Os testes de armas militares estão destruindo locais de patrimônio aborígine: um novo caso traz a luta até os fabricantes de armas.
Os testes de armamentos realizados pelo exército australiano ameaçam as terras e o patrimônio aborígine já há muito tempo, mas os esforços para responsabilizar o governo australiano têm sido frustrantes. Após descobrir um míssil não explodido em um sítio cultural nativo supostamente protegido, os Kokatha Badu Andrew e Robert Starkey estão apresentando uma denúncia histórica junto à OCDE sobre as práticas corporativas da fabricante de armas Saab.
Os testes de armamentos realizados pelo exército australiano ameaçam as terras e o patrimônio aborígine já há muito tempo, mas os esforços para responsabilizar o governo australiano têm sido frustrantes. Após descobrir um míssil não explodido em um sítio cultural nativo supostamente protegido, os Kokatha Badu Andrew e Robert Starkey estão apresentando uma denúncia histórica junto à OCDE sobre as práticas corporativas da fabricante de armas Saab.

Sítios arqueológicos aborígines de grande importância continuam ameaçados na Austrália, apesar do clamor internacional após a destruição das cavernas de 46.000 anos no desfiladeiro Juukan Gorge, em Rio Tinto.

O responsável neste caso é a Força de Defesa Australiana, que realiza exercícios de treinamento de tiro e testes de armas na Área Proibida de Woomera (Woomera Prohibited Area - WPA). No local onde mísseis e morteiros caem, há vestígios de engajamento espiritual contínuo durante séculos em gravuras rupestres, artefatos históricos, locais de fabricação de ferramentas e também locais de importância mitológica para os povos indígenas.

Andrew e Robert Starkey, Kokatha Badu (figuras importantes da tradição local) da região do Deserto Ocidental da Austrália do Sul, passaram décadas registrando e protegendo sítios arqueológicos em suas terras.
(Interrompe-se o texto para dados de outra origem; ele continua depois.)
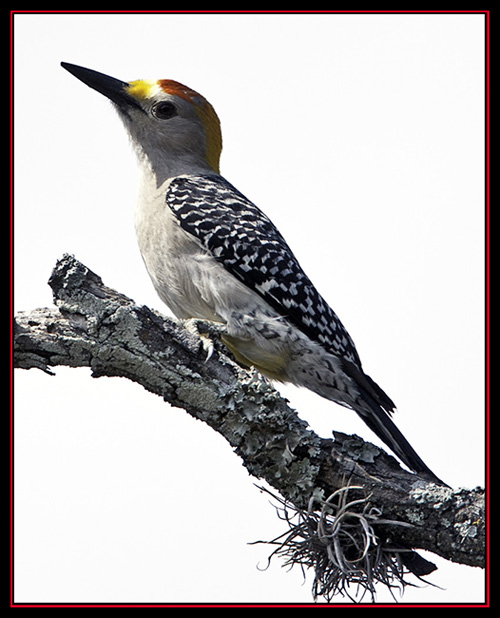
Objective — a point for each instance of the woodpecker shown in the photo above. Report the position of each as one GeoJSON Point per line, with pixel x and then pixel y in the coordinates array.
{"type": "Point", "coordinates": [214, 255]}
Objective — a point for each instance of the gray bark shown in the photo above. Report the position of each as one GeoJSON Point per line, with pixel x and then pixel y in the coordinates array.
{"type": "Point", "coordinates": [97, 327]}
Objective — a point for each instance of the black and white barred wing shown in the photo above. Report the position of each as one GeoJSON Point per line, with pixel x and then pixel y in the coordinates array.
{"type": "Point", "coordinates": [244, 240]}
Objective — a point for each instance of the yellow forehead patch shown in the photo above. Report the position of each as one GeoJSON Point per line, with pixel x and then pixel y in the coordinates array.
{"type": "Point", "coordinates": [143, 88]}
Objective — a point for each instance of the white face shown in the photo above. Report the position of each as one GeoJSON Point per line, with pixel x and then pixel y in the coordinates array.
{"type": "Point", "coordinates": [165, 126]}
{"type": "Point", "coordinates": [171, 126]}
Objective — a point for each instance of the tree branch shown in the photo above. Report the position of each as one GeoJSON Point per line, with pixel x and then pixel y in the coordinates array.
{"type": "Point", "coordinates": [97, 327]}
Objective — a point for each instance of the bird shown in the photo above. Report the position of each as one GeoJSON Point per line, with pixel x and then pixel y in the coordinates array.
{"type": "Point", "coordinates": [213, 255]}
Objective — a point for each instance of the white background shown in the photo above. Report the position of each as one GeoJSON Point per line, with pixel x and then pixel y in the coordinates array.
{"type": "Point", "coordinates": [362, 137]}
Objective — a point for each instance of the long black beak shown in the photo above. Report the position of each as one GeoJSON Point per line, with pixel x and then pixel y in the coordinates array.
{"type": "Point", "coordinates": [114, 89]}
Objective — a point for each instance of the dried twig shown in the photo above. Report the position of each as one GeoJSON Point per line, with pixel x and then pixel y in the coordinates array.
{"type": "Point", "coordinates": [337, 538]}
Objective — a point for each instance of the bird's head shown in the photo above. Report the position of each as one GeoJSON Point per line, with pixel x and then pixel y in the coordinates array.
{"type": "Point", "coordinates": [170, 124]}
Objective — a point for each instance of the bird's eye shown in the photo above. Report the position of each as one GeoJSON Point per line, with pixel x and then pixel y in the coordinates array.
{"type": "Point", "coordinates": [164, 110]}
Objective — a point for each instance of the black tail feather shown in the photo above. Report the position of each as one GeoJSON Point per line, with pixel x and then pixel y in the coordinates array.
{"type": "Point", "coordinates": [376, 414]}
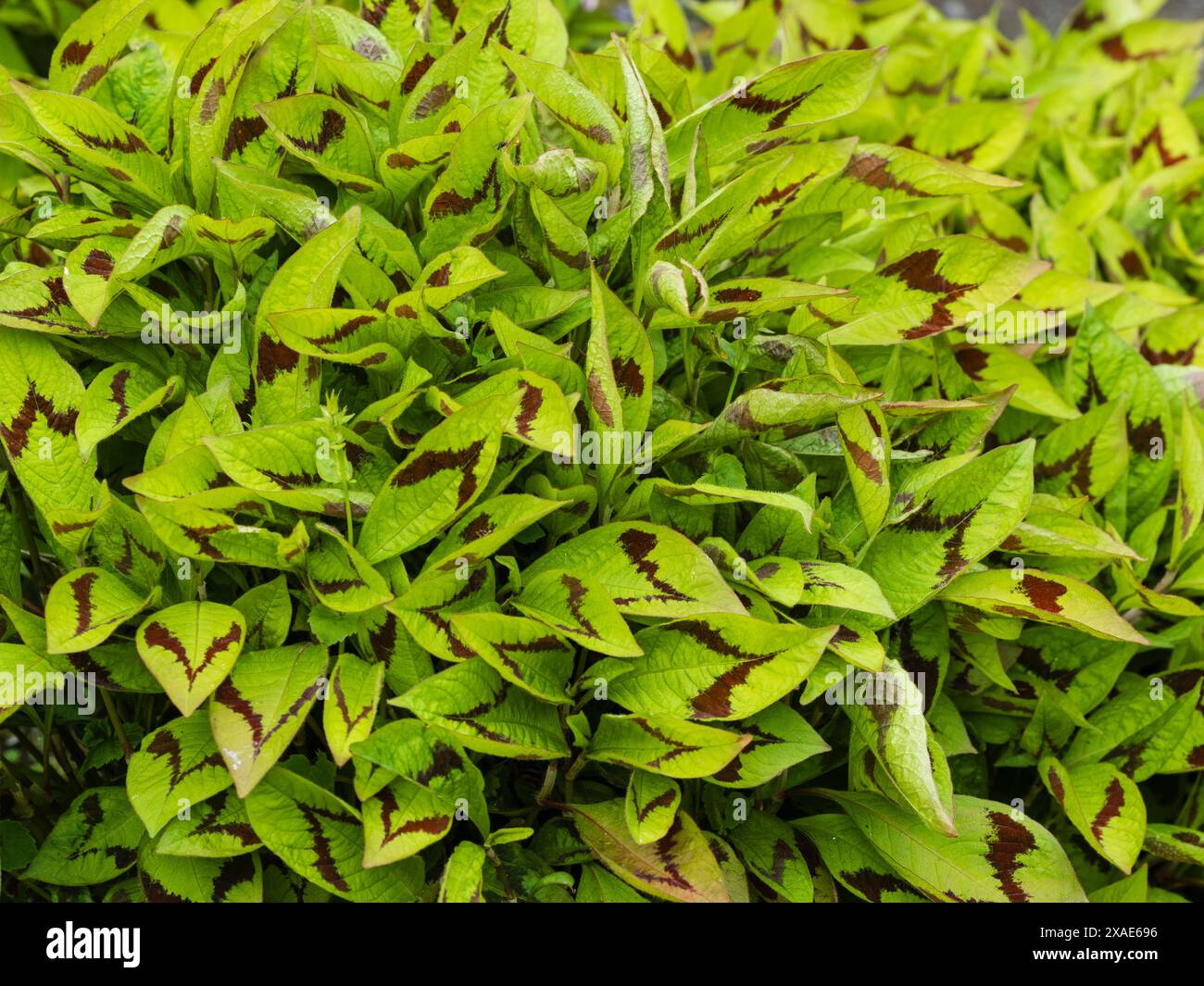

Seus ancestrais ocupam a área há mais de 11.500 anos.

Parte da WPA corta a terra Kokatha, enquanto a mina Olympic Dan da BHP, com o maior depósito de urânio conhecido do mundo, fica ao norte. Os espetaculares lagos de sal da área são parte integrante da paisagem cultural autóctone, importante nas histórias do Dreamtime que atravessam o país, diz Andrew.

Em janeiro de 2021, um grupo de proprietários tradicionais Kokatha conduzindo inspeções no local e descobriu um míssil de alta tecnologia não detonado em um local onde o Departamento de Defesa australiano diz não testar armas. Entretanto, esse departamento se recusou a explicar como o míssil, fabricado pela fabricante multinacional de armas Saab, chegou ao Lago Hart West, um local registrado como território indígena.

Dentro de um raio de um quilômetro do míssil há mais de 20 itens de herança patrimonial, com gravuras rupestres inestimáveis a apenas alguns quilômetros de distância", diz Andrew.

Foram necessários 12 meses para remover o míssil. Um porta-voz do Departamento de Defesa confirmou a sua recuperação em 18 de janeiro de 2022, acrescentando que a Defesa havia "trabalhado em estreita colaboração com os povos tradicionais para localizar e recuperar o material de guerra".

O belo lago salgado tem a infelicidade de estar localizado dentro da zona vermelha (mais frequentemente usada) da WPA. Um vídeo de 2018 e um tweet de 2019 mostram a Força de Defesa Australiana (ADF) realizando um treinamento ao vivo com mísseis Saab sobre o Lago Hart. Tais testes são permitidos sobre o lago; os locais de herança patrimonial próximos estão fora dos limites.

Em setembro de 2021, os Starkeys apresentaram uma queixa sobre o míssil ao Ponto de Contato Nacional Australiano (AusNCP) da Organização para Cooperação e Desenvolvimento Econômico, que administra as diretrizes da OCDE para "conduta empresarial responsável" das empresas multinacionais. Com isso, os Starkeys levaram sua reclamação diretamente à Saab, o fabricante do míssil. É um movimento inédito e corajoso.

Andrew diz que fizeram isso pois "os esforços anteriores para solucionar isso com a Defesa foram infrutíferos".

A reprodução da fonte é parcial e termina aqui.